This is a collection of three novellas by Daniel Woodrell: Under the Bright Lights, Muscle For the Wing, and The Ones You Do.
I previously read his novel Winter’s Bone, and thought it was good, but somehow I guess it didn’t make that much of an impression on me. I was surprised to find that it had been turned into a movie that garnered a top prize at last year’s Sundance Film Festival and was later nominated for four Academy Awards. As far as I know, it didn’t win any. But it sounds like it should have. The story would, in a way, remind you of “Cold Mountain”.
These current books, however, are making a major impression on me. And part of the reason is the setting. These are my people, for better or for worse.
I was born in Tennessee, but moved to North Carolina when I was 9, and graduated from high school there when I was 17. In many ways you could say those 8 years were “formative”, and I still have friends there, in the way you do with people from high school. But all of them were born in North Carolina and it feels like home to them. They really, really like native writers from the mountains, whether it’s North Carolina, Virginia, or West Virginia. (Example: Lee Smith). And so do I. I recognize the characters, the settings, the idioms.
When I graduated from high school, I moved back to Tennessee–to Memphis–and stayed there for 25 years. I am intimately familiar with Tennessee, Arkansas, Missouri, and Mississippi. Then I moved to New Orleans for 4 years, so I now know Louisiana a bit too. Then I moved to Iowa for 2 years, and I was ever so glad to do it. Finally!, I said. An escape from the South! I couldn’t wait to leave behind the South’s racial tensions and clannish pretensions.
But a funny thing happened. Living in Iowa turned out to be an experiment in living as a fish out of water. It never felt “right” to me. I began to miss everything I thought I’d wanted to leave behind. And that’s not even counting the weather.
When I had the opportunity to go further south, I jumped at it. After a brief (one-year) sojourn in Norfolk, I moved to Florida. That was 1999. And Florida counts as the South. Well, at least North Florida does. Here in Tallahassee, we are after all only ten miles from the Georgia border. South Florida does not really count as Florida, in the same way that Atlanta is not Georgia, and New Orleans is not Louisiana.
So these novels make me feel “at home”. I completely get the slightly menacing atmosphere; the fact that it’s very hard to tell the good guys from the bad guys. They are always a little of both. That is of course true everywhere, but it seems to be more evident in the South. The contradictions are on the surface. For example, men in the South have a long history of revering women. On paper, anyway. But as an actual woman in the actual South, you are always one step away from being threatened. It’s just my observation.

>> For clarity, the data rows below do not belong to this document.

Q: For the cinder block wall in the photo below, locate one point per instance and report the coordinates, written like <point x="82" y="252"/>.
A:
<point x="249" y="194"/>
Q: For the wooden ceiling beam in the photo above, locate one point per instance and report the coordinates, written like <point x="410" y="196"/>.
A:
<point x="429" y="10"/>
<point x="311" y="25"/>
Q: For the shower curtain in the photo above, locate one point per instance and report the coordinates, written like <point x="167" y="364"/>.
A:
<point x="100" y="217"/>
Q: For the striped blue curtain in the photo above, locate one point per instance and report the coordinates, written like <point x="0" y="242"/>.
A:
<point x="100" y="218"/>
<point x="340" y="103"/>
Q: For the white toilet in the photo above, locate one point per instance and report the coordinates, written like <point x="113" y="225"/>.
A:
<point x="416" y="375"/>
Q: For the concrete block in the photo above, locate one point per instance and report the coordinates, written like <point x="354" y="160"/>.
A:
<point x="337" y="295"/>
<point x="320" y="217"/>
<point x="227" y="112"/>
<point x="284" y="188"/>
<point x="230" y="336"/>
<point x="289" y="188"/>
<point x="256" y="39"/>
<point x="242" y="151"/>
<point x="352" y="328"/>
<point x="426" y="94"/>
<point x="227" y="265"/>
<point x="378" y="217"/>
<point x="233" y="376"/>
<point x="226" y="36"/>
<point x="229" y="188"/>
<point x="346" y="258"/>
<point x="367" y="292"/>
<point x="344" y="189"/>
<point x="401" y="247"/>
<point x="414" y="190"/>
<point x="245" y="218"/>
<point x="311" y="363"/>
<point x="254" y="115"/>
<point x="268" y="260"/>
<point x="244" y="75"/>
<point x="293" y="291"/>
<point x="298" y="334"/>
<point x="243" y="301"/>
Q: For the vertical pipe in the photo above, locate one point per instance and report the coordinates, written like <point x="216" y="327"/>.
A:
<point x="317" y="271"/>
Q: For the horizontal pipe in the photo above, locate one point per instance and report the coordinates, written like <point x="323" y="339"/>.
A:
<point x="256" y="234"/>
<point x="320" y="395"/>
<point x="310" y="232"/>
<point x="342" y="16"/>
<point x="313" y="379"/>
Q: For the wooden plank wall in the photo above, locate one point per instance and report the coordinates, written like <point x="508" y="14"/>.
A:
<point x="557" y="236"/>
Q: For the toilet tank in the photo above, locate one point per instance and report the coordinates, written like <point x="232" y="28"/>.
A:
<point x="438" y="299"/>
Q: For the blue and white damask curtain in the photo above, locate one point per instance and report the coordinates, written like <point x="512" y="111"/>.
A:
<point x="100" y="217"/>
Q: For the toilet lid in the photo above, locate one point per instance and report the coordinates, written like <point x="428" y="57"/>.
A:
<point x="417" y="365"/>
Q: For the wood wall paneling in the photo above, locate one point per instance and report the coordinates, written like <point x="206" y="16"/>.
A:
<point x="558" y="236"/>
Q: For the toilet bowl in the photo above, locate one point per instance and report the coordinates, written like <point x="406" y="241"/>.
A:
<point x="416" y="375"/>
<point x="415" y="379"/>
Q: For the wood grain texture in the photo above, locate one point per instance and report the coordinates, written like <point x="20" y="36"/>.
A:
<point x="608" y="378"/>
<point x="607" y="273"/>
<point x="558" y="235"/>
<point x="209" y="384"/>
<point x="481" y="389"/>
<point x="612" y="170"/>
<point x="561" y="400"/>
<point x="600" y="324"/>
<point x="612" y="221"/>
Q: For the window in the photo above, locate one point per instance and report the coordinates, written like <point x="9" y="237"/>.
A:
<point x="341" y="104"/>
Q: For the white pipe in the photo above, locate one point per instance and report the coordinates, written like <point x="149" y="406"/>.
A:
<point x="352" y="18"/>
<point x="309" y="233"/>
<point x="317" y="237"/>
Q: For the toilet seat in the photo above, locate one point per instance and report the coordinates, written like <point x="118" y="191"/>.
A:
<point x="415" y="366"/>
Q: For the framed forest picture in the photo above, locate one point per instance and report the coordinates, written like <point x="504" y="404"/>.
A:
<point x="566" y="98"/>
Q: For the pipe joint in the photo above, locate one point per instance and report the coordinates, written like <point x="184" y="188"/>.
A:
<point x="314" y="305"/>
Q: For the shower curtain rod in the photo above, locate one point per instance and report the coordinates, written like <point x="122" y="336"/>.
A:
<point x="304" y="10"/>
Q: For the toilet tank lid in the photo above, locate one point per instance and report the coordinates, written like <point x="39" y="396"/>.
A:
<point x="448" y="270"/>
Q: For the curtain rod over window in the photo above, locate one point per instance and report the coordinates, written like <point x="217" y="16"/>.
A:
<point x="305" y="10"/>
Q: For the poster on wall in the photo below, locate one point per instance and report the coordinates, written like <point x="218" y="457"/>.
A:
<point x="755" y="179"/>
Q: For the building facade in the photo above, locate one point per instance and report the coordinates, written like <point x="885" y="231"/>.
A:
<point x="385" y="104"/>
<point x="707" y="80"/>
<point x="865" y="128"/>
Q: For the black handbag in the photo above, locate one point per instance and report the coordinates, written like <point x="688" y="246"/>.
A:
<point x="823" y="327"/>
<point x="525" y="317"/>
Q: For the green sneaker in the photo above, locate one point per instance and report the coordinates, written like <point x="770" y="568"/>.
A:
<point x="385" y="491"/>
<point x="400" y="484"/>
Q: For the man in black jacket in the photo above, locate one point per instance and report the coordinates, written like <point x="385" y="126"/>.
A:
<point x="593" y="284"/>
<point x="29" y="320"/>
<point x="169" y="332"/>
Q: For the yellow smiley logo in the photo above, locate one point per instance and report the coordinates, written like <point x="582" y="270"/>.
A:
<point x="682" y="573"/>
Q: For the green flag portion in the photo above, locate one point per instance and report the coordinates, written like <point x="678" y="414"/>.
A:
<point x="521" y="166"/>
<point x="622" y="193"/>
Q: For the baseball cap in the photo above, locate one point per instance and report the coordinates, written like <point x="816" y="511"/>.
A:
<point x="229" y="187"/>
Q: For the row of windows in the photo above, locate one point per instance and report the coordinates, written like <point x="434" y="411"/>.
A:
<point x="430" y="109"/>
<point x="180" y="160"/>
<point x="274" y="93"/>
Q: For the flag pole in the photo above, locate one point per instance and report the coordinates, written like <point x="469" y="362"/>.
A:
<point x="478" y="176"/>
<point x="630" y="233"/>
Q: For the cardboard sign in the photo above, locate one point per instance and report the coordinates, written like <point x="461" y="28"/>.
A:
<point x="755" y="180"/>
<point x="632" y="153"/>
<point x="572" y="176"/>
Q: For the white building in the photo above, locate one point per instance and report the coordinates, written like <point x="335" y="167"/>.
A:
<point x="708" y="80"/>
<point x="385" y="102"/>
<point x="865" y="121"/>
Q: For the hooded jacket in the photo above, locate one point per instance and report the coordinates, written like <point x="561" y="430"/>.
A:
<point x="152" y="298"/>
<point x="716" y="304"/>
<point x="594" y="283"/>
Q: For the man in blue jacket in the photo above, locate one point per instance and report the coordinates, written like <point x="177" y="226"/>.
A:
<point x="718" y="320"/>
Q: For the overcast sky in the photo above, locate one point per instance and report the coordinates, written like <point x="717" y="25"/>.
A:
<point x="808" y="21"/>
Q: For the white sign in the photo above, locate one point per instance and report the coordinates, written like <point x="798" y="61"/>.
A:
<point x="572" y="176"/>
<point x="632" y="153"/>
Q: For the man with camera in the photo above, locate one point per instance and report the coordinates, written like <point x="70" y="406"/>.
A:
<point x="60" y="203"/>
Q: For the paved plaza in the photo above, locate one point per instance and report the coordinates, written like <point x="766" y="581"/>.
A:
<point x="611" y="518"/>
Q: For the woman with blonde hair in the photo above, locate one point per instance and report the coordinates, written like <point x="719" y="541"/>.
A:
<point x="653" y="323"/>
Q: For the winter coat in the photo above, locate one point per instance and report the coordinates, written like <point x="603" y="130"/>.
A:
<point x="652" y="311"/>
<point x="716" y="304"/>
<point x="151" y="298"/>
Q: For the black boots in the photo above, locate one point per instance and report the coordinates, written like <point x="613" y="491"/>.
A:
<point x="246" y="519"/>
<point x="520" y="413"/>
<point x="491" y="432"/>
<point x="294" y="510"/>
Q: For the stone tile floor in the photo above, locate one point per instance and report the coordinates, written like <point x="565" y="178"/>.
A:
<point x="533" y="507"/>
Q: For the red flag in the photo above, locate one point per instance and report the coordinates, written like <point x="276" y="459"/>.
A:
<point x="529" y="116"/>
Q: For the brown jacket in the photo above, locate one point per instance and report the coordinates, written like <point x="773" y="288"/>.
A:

But aside from the setting, it’s Woodrell’s writing that is the dynamite. If I were a real writer, I’d want to grow up to be just like him. He can describe people in such a way that you can literally see them standing in front of you. One review describes him as “a backcountry Shakespeare”. Another says he is “the least-known major writer in the country”. I couldn’t agree more.
I’ll leave you with some of those descriptions so you can see what I mean.
“Willie Bastion was rock-and-roll lean with a long shag of dark hair and from his left ear dangled a glittering shank of earring that might have pulled in a keeper bass if it were trolled near rocks. His nose was narrow with a sharp, balloon-busting tip, and his cheeks were blue with stubble”. (See what I mean? Can’t you just SEE this guy?)
“The note that was intended to make him feel pitiful as well as endangered was delivered by his ten-year-old daughter, Etta. She came in the side door and through the sea shell and driftwood decor of the lounge where her mother had been the musical entertainment prior to taking up thievery, carrying a small pink vinyl suitcase that had a picture of Joan Jett embossed on the lid. The girl had thick black hair cut in a fashion her mother considered hip, this being a feminine sort of flat-top with long rat-tail tresses dangling down the back of her neck. She wore a green T-shirt that was pro-manatee and raggedy jeans that were hacked off just below the knees. A black plastic crucifix hung lightly from her right ear.”
“Etta sat on a chair, pink suitcase in her lap. She had a problem looking straight at Grampa Enoch, who’d taught her many things about the largemouth, the spotted, the redeye, and even the Suwannee basses, back when he’d been seventy or eighty pounds more alive.”
Stunning. Picture-perfect. I hope this makes you want to read him.